Top K is an integer that defines how many of the most likely tokens should be considered when determining the next token.

To provide an example, imagine a response that has thus far generated the string: On burgers, I like to add . With a Top K of 2, the LLM would only consider the two most likely tokens, such as  ketchup (0.2)  and mustard (0.1) . There’s a long-tail of other considerations, such as onion (0.05), pickles(0.04), or butter (0.02), but those would be cropped from consideration.

An alternative to Top K is Top P. While Top K an explicit quantity of tokens, Top P instead denotes a probabilistic sum of the subset, which can significantly vary in token count.

How do you set the Top K parameter?

Please note, OpenAI only supports Top P and not Top K.

Anthropic

You can set stop sequences on Anthropic’s Messages API with the optional top_k parameter. top_k strictly accepts an integer value.

Gemini

You can set Top K on Gemini’s API with the optional topK value. HeretopK also accepts an integer value.

How to experiment with Top K?

By increasing or decreasing Top K, you can see how repetitive or complex responses can get, particularly in their vocabulary and phrasing. With a very low Top K, such as 1, you’ll get more predictable responses. With a very high Top K, you’ll get a more variance.

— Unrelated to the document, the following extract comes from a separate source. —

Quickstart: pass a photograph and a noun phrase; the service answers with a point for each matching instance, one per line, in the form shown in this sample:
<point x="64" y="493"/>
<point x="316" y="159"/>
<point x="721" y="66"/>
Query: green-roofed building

Conversely, you can also experiment with Top P, which is similar to Top K, but instead specifies the probabilistic sum of the considered tokens. Top P is more popular than Top K because it accounts for fast and slow drop-offs in probabilities. Because they are both limiters, Top P and Top K shouldn’t be used simultaneously.

When to use Top K

Top K can be useful for certain scenarios:

  • Generating Repeat Responses: You can generate identical responses with a Top K of 1 because the LLM will only consider the most likely token. This makes the output deterministic and is known as a greedy response.
  • Managing Reading Level: If you need to produce content at a lower reading level, Top K can assist with that.
  • Generating Variations: If you are looking to generate multiple variations of a response—such as a title of a marketing campaign—you can use drastically different Top K values (e.g. 1 and 10) to create bland and “creative” options.